15 years from when I was first kicked in the head by it, what am I to make of all the righteous fury of Minor Threat? The most immediate aspect of the album at this stage of my life (30’s, kids, general cynicism) is its youthfulness, its bright-eyed belief in a personal code of conduct as a means for social change, as though by maintaining one’s conscious facilities, avoiding drugs, alcohol, etc. one could rise above the commercialized morass that we all seem to be trapped in and that shapes us in ways far more insidious than most of us would be willing to admit. “Well,” I think as I grin and bob my head to the impetuous indignation of Filler, “don’t I carry that belief with me in some sense, even today?” Maybe this band has had a deeper influence than I’d have at first thought. But anyone who’s had a beer knocked out of their hand at a hardcore show by some meathead with X tattoos will see the fallout of the posturing militancy engendered by the straight-edge movement, regardless of the ire such an action would doubtless inspire in its so-called founder. Straight Edge very protestant somehow, in outlook, execution and ultimate fallout, in spite of Mackaye’s explicit stance against organized religion. Perhaps its unsurprising, given the Mackaye brothers’ Episcopalian roots, that the fruit borne by Ian’s new ethos should be closer to what he was trying to get away from than he intended. But also, perhaps Mackaye’s failure to create a community free from the factionalism and chauvinism of any other social group speaks less to Mackaye’s personal philosophy than to the nature of ideology and factions.

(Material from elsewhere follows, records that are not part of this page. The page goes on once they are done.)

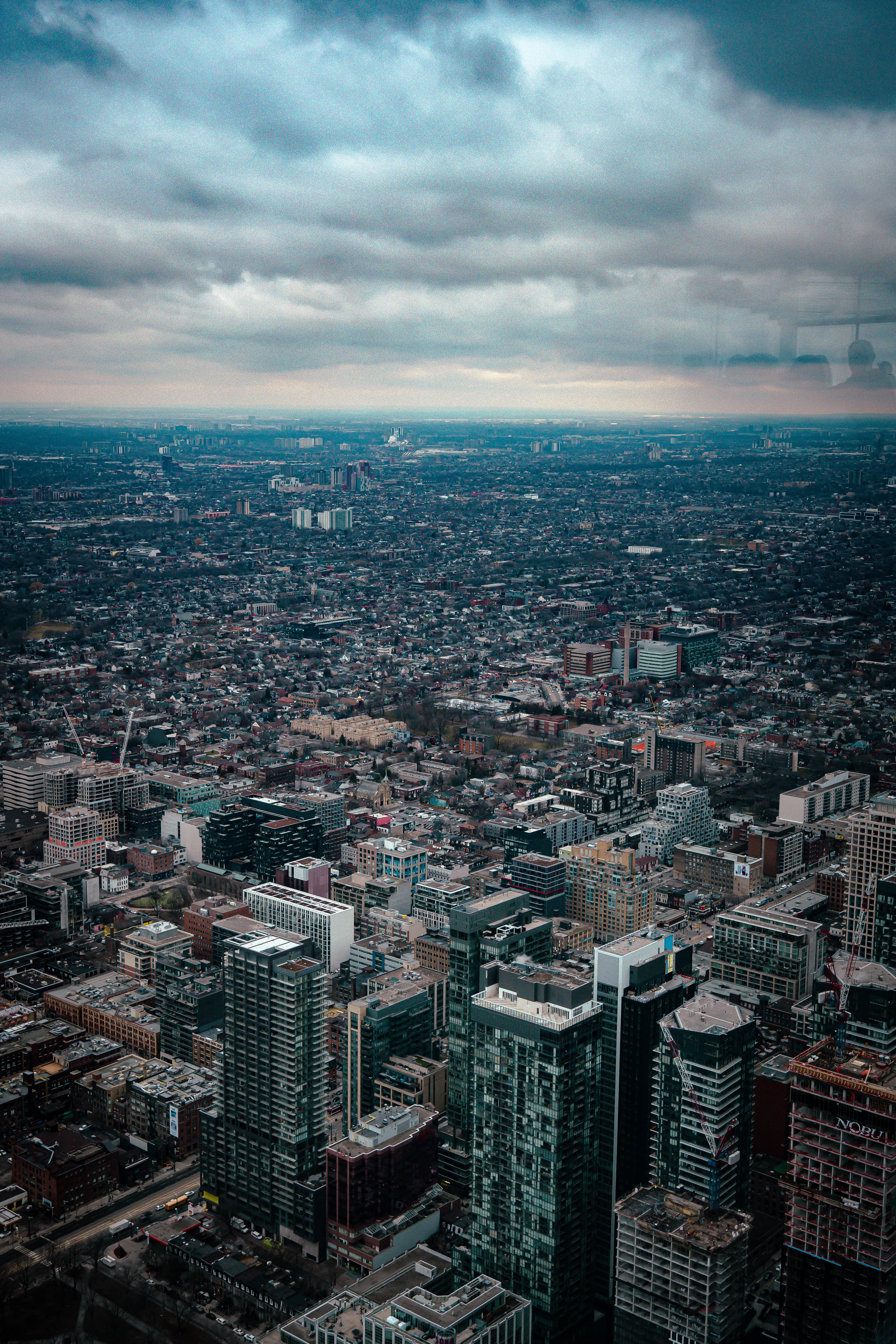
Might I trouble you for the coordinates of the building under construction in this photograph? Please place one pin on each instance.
(682, 1271)
(839, 1269)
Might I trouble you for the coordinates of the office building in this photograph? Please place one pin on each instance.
(839, 1267)
(112, 1006)
(435, 950)
(433, 901)
(700, 646)
(199, 919)
(140, 948)
(683, 812)
(717, 1041)
(25, 782)
(588, 659)
(535, 1044)
(330, 808)
(715, 870)
(383, 1166)
(265, 1136)
(396, 1021)
(495, 927)
(182, 791)
(283, 841)
(680, 756)
(310, 874)
(336, 521)
(386, 857)
(229, 834)
(768, 951)
(834, 794)
(412, 1083)
(164, 1107)
(112, 790)
(328, 923)
(781, 846)
(76, 837)
(190, 998)
(682, 1272)
(872, 855)
(659, 661)
(606, 892)
(479, 1312)
(610, 799)
(886, 921)
(545, 878)
(872, 1006)
(637, 980)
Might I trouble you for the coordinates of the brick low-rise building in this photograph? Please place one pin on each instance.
(65, 1170)
(202, 916)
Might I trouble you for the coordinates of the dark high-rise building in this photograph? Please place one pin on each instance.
(610, 798)
(682, 1271)
(839, 1268)
(190, 998)
(377, 1174)
(545, 878)
(396, 1021)
(495, 928)
(718, 1045)
(284, 841)
(267, 1134)
(228, 835)
(680, 756)
(261, 831)
(636, 983)
(535, 1037)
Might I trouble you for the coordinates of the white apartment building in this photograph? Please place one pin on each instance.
(839, 792)
(76, 837)
(181, 826)
(361, 730)
(108, 788)
(872, 855)
(683, 812)
(330, 923)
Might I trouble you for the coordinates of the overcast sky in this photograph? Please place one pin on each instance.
(410, 206)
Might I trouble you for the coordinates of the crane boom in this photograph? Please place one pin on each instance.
(859, 929)
(124, 745)
(72, 729)
(688, 1087)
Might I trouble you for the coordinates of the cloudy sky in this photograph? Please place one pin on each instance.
(392, 205)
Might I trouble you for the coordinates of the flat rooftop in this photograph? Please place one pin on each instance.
(299, 898)
(684, 1220)
(710, 1017)
(858, 1070)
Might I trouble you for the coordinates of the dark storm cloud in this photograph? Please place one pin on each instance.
(269, 187)
(69, 40)
(801, 53)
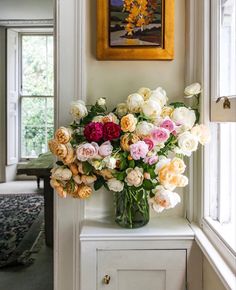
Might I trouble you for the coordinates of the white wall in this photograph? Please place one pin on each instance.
(26, 9)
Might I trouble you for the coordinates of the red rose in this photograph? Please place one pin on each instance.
(93, 131)
(111, 131)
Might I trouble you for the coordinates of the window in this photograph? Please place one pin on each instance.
(36, 93)
(220, 156)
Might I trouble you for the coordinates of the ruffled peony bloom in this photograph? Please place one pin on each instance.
(163, 199)
(111, 131)
(160, 135)
(135, 103)
(115, 185)
(105, 149)
(78, 110)
(139, 150)
(93, 131)
(134, 177)
(128, 123)
(87, 151)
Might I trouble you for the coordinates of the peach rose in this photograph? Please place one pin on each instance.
(128, 123)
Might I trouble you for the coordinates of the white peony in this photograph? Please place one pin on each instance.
(78, 110)
(135, 103)
(115, 185)
(184, 116)
(191, 90)
(145, 92)
(144, 128)
(163, 199)
(188, 143)
(152, 109)
(202, 132)
(159, 95)
(101, 101)
(121, 110)
(61, 173)
(134, 176)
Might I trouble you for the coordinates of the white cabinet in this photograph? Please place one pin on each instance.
(159, 256)
(141, 269)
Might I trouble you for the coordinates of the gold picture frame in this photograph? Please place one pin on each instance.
(105, 51)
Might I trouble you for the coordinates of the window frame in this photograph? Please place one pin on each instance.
(22, 32)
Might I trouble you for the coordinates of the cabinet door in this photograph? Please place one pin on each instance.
(141, 270)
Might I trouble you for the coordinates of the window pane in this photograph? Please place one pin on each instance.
(36, 125)
(37, 65)
(228, 48)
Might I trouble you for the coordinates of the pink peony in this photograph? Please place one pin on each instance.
(149, 142)
(139, 150)
(160, 135)
(93, 131)
(105, 149)
(87, 151)
(168, 125)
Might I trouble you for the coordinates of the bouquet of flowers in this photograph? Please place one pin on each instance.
(136, 151)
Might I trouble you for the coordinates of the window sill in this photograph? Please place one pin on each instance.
(224, 272)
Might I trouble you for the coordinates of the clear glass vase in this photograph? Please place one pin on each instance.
(132, 208)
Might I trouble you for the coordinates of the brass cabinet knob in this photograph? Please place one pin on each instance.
(106, 279)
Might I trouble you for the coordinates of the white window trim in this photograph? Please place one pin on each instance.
(198, 70)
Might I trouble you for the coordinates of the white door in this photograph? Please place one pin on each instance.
(141, 270)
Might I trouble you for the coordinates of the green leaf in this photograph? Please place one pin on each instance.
(98, 183)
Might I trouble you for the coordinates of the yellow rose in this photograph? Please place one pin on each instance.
(128, 123)
(127, 140)
(63, 135)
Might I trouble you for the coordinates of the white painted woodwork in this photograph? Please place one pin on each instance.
(12, 97)
(142, 269)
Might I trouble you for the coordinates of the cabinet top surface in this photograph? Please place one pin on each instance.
(157, 229)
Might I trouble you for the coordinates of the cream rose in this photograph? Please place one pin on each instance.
(128, 123)
(144, 128)
(135, 103)
(184, 116)
(78, 110)
(191, 90)
(115, 185)
(134, 177)
(188, 143)
(202, 132)
(151, 109)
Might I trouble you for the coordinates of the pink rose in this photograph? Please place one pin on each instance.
(151, 160)
(105, 149)
(93, 131)
(87, 151)
(168, 125)
(149, 142)
(160, 135)
(139, 150)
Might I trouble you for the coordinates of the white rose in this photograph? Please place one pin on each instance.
(152, 109)
(145, 92)
(115, 185)
(193, 89)
(78, 110)
(135, 103)
(188, 143)
(110, 162)
(202, 132)
(163, 199)
(61, 173)
(159, 95)
(101, 101)
(184, 116)
(121, 110)
(134, 177)
(144, 128)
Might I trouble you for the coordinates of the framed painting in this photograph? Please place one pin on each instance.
(135, 29)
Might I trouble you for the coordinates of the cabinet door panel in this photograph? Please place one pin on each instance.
(142, 270)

So then, questions of social movements, religions, moral norms and the philosophical kernels contained in the idea that spilling a dude’s beer and ruining his evening is the morally upright and desirable thing to do start swirling and I begin to forget that this album is more than just a documentation of a certain mindset, it’s a brash, vital, youthful expression
of that mindset, that these furious blasts of bouncing, melodic, unembellished sloganeering embody that idea that Mackaye was trying to live up to. So, if we look at it as such, as a piece of art reflective of a certain spirit, it’s absolutely vital, for its sincerity if nothing else. Each furious, 4 chord riff, shouted rallying cry, pounding, straightforward punk beat manifests that philosophy, an expression of a devastatingly simple ethos, expressed, by necessity, as elementally and earnestly as possible. Its very simplicity could only be a product of its youthfulness, and it would be easy, with the calcified cynicism of age and experience, to sneer at the naivety of the central conceit of straight edge and punk rock as a concept, but when I watch those grainy videos of a basement show in which Mackaye leads the crowd in a belted out rendition of “Happy Birthday” for the benefit of an audience member, I remember my own time in the punk scene, that sense of hope that there could be a little world, a subculture, a community free from the pull and sway of a society in which we exist merely as profit generators and media consumers. It’s a sense of hope that I’m ultimately grateful for, and a sense of hope that has continued throughout my life, first in the church, then in the punk scene and the commune, and then back in the church, and although all have at various points disappointed in some way, it’s a hope that has become constitutive of who I am. And for that, I’ll always be grateful, at least in part, to Mackaye and company.